The Silver Bullet
The Delaware Superior Court has granted summary judgment to the defendant in a legal malpractice suit.
The attorney had represented the former client in drafting a pre-marital agreement to protect his client’s assets. The soon-to-be wife had signed the agreement notwithstanding the advice of her counsel.
When divorce came, the ex-wife sought to set aside the agreement on grounds of unconscionability. She prevailed in family court but lost in the Delaware Supreme Court.
The unhappy former client sued the drafting attorney for the expenses of defending the attack on the agreement, claiming that the attorney’s failure to include a waiver of disclosure clause (a “silver bullet” according to plaintiff’s expert) in the agreement had led to his travails.
The court found disputed questions of fact as to standard of care and breach of that standard but granted summary judgment on causation.
The evidence required speculation on whether the “silver bullet” was agreeable to the ex-wife.

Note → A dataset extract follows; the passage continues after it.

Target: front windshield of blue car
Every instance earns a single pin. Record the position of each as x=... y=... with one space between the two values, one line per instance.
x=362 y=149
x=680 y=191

In a question of first impression, the court applied the same causation test for alleged legal malpractice in transactional matters as in litigation matters.
Because the evidence
does not support an inference that Mr. Sherman’s ex-wife likely would have likely accepted the term, the trier of fact would be forced to speculate regarding whether Mr. Ellis’s alleged negligence proximately caused Mr. Sherman’s harm.